Branche de gestion d’actifs du groupe bancaire éponyme, BNY Mellon IM représente près de 1800 milliards de dollars d’actifs sous gestion, en faisant le cinquième acteur mondial. Le groupe adopte un modèle multi-boutique avec 8 sociétés de gestion détenues. Directrice en charge du marché français depuis la création du bureau de Paris en 2009, Anne-Laure Frischlander livre sa vision d’un secteur en pleine (r)évolution.

Décideurs. Comment avez-vous perçu les marchés sur l’année 2018 ?

Anne-Laure Frischlander. C’était une période assez intéressante. On a assisté à la fin du quantitave easing, sous fonds de   guerre commerciale entre les États-Unis et la Chine, des cycles économiques contrastés en Europe et aux USA en plus des mouvement exacerbés dans pays émergents du fait notamment d’un dollar (trop) fort. Ces trois forces ont influé sur les marchés. Celle qui faisait retenir leur souffle à la majorité des observateurs était le passage du quantitative easing au quantitative tightening, non pas tant par ce principe largement intégré par les marchés mais plus dans les anticipations de son ampleur. La fin du soutien des banques centrales a posé la question de savoir comment répondre aux autres chocs que l’on a pu observer comme cela a pu être le cas à l’été 2018 en Argentine ou en Turquie ou encore en automne avec l’inquiétude italienne et le retour du ralentissement économique. Sur les marchés européens, c’est inévitablement le Brexit qui sème le doute quant à sa mise en œuvre. Ensuite, l’inflation restera une variable clé à regarder quant aux futures marges de manœuvre des banques centrales Il faut apprendre à naviguer sans filet dans un cycle qui n’est pas encore arrivé à son point de rupture. Néanmoins, si l’on regarde le monde dans sa globalité nous ne sommes pas assis sur une crise systémique telle que par le passé En effet, le système monétaire est bien plus simple que par le passé et les liquidités sont plus importantes, ce qui n’est pas négligeable.
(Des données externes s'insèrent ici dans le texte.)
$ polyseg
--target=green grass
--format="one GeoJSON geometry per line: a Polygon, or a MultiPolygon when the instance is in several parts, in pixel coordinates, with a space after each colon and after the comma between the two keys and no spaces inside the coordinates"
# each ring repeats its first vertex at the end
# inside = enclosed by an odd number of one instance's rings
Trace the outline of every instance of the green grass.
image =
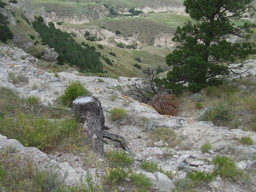
{"type": "Polygon", "coordinates": [[[157,163],[146,160],[142,161],[141,162],[141,168],[147,172],[153,173],[155,172],[158,171],[157,163]]]}

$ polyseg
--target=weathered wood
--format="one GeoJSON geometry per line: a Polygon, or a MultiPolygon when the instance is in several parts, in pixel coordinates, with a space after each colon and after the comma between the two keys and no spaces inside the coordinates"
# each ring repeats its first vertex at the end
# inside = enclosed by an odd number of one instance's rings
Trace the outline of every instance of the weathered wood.
{"type": "Polygon", "coordinates": [[[92,149],[103,153],[103,138],[119,142],[122,149],[129,151],[124,138],[104,130],[109,127],[104,125],[105,117],[100,102],[94,97],[79,97],[73,102],[74,112],[80,122],[83,124],[83,132],[87,136],[86,142],[92,149]]]}
{"type": "Polygon", "coordinates": [[[106,138],[109,139],[119,142],[123,149],[129,152],[129,148],[126,146],[125,139],[123,137],[111,134],[104,130],[102,132],[102,136],[103,138],[106,138]]]}

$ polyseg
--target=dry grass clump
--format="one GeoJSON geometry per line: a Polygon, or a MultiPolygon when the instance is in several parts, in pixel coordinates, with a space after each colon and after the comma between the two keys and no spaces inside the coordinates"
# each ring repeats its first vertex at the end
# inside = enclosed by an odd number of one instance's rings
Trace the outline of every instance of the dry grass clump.
{"type": "Polygon", "coordinates": [[[160,114],[176,115],[178,113],[179,106],[175,101],[175,95],[160,94],[155,96],[151,102],[151,106],[160,114]]]}

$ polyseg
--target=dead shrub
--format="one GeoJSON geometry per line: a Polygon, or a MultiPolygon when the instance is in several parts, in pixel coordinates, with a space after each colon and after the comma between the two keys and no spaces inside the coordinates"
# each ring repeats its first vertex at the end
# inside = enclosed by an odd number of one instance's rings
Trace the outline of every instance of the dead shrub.
{"type": "Polygon", "coordinates": [[[179,106],[175,101],[175,95],[162,94],[156,95],[151,102],[151,106],[160,114],[176,115],[179,106]]]}

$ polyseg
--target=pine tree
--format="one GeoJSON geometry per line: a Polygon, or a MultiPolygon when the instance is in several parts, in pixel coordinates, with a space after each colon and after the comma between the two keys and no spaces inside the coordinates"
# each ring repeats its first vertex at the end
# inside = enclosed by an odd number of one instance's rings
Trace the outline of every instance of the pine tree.
{"type": "Polygon", "coordinates": [[[167,64],[173,66],[167,75],[168,88],[179,89],[188,83],[195,92],[217,79],[247,72],[241,61],[255,53],[255,44],[247,41],[255,26],[248,19],[255,11],[252,1],[185,0],[191,19],[177,27],[173,40],[179,45],[166,56],[167,64]],[[239,42],[232,42],[234,37],[239,42]]]}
Comment voyez-vous le mouvement de consolidation actuelle du secteur ?

C’est un mouvement amorcé il y a quelques années et qui va se poursuivre. D’un côté, les géants vont inévitablement croître. De l’autre, les marges s’amenuisent. Mifid II a fortement impacté les coûts, et le volume est devenu plus important que la marge. L’environnement UCITS devient très complexe. Néanmoins, il ne faut pas tomber dans la course à la taille à tout prix, en travaillant très en dessous des marges.

Quelle importance ont pris les critères ESG ?
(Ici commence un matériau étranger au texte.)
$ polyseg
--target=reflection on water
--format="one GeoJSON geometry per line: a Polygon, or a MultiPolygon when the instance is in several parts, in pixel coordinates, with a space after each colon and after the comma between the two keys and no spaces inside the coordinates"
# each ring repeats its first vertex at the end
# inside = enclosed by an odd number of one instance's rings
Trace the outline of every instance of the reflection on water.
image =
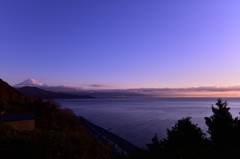
{"type": "MultiPolygon", "coordinates": [[[[240,98],[224,98],[234,117],[240,112],[240,98]]],[[[211,105],[216,98],[154,98],[154,99],[67,99],[56,100],[63,107],[72,109],[76,115],[105,129],[139,147],[151,142],[154,134],[166,137],[166,129],[187,116],[205,132],[204,117],[212,115],[211,105]]]]}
C’est tout simplement la nouvelle norme. Nous n’en parlerons plus dans quelques années tant il sera normal de les implémenter dans l’ensemble des solutions de l’entreprise. Les asset managers sont de plus en plus force de proposition dans ce domaine. Cependant, il convient de trier les acteurs qui ont mis en place une véritable stratégie ESG depuis plusieurs années de la simple démarche marketing. Cela a été le cas chez nous avec notre société de gestion Newton, pionnier en matière de gouvernance. On se rend compte que ces critères rentrent en ligne de compte autant que les données chiffrées dans le processus de sélection d’une valeur.

La gestion passive représente-t-elle une vraie concurrence pour BNY Mellon ? La gestion Passive peut bien entendu faire concurrence à notre gestion active dans une environnement où nous observons une pression sur les prix. Toutefois, nous en proposons également via notre affliléMellon. La course au niveau des frais oblige le gérant actif à démontrer sa valeur ajoutée face à la gestion indicielle. Il s’agit d’avantage d’un challenge que d’une véritable concurrence. On relèvera par ailleurs que ce phénomène est moins palpable sur le marché français que dans d’autres pays comme la région scandinave ou les Pays-Bas.
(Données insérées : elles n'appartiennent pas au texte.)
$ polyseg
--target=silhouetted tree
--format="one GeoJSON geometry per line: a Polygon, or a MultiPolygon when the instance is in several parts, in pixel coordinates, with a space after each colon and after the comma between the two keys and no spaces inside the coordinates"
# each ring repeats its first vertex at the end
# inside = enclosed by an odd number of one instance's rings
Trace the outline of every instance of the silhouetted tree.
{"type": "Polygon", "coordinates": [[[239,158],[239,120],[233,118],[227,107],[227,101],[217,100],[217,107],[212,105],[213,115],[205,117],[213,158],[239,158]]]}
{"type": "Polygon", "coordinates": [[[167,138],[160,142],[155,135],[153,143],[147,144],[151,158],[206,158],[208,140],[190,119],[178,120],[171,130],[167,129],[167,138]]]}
Quel segment de clientèle a été le plus porteur en 2018 ?

Les clientèles wholesale et institutionnelle représentent une importance égale, mais cette année le marché institutionnel a été plus porteur pour nous notamment par le fait que nous disposons d’une offre solide en matière de dette privée. Le wholesale a été impacté par un effet wait and see dû à la méforme des marchés notamment.